Safra, which last month won a $682m (£430m) takeover battle for banana group Chiquita, said yesterday it had agreed to buy the 590-foot tower at 30 St Mary’s Axe from receivers Deloitte. 
 
The terms of the deal were not disclosed, although Safra is understood to have paid around £700m, exceeding the original asking price of £640m.
 
Deloitte’s real estate arm and Savills were appointed to sell 30 St Mary’s Axe this summer after previous owners Evans Randall and German firm IVG failed to strike a restructuring deal over its mounting debt pile.
 


The Safra family bought One Plantation Place in 2012 (Source: Wikimedia)

 
The pair bought the tower in early 2007 for £600m from insurer Swiss Re, which set a record at the time for a building in the City and was considered to be overpriced. 
 
Based on the price paid in 2006, the building would now be worth around £742m, acc­ounting for inflation.
 
The Lord Foster-designed skyscraper located at the heart of the City’s insurance district is home to companies, including Swiss Re, which occupies around half of the building. 
 
Safra said in a statement that the 10-year-old tower had “excellent value growth potential”.
 
The deal marks Safra’s latest foray into the London property market. In 2012, the Safra family bought One Plantation Place for £500m in what was the largest deal that year.
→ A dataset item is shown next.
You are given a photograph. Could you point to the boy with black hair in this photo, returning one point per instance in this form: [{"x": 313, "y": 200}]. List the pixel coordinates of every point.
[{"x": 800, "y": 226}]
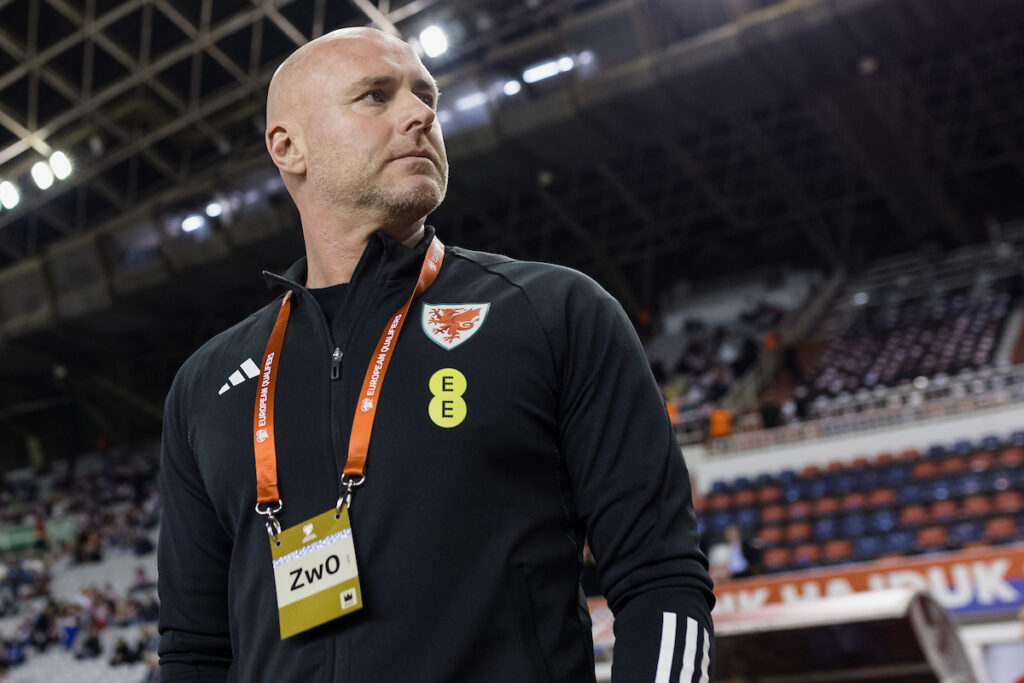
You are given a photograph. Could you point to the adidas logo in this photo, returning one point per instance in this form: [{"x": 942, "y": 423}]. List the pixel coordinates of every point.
[{"x": 249, "y": 368}]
The group also owns several buildings in the West End, including 47 Berkeley Square and 144 New Bond Street.
 


Joseph Safra attending Monaco law court in 2002 (Source: Reuters)

THE MAN BEHIND THE SAFRA BANKING DYNASTY

Joseph Safra is the fourth generation of the secretive family banking dynasty founded over a century ago in the Ottoman Empire. 
 
After the empire’s collapse, the family moved its headquarters from Aleppo in Syria to Beirut in Lebanon, where they flourished lending to the merchant classes of the wealthy Sephardi Jewish community.
 
Safra moved to Brazil in the 1950s with his family after the emergence of the state of Israel and the start of persecution of Jews in Arab lands, where they started working by financing letters of credit for trade.
 
His late brother Edmond left Brazil and founded the Republic National Bank of New York in 1966 while Safra and his brother Moise, who died this summer, built up their business in South America.
 
The 75-year-old financier, ranked by Forbes as Brazil’s second-richest man, now runs the sprawling banking and financial empire with his three sons from its headquarters in Sao Paulo and New York.
 
Its flagship company is Banco Safra, one of Brazil’s 10 largest banks with over more than $50bn in assets.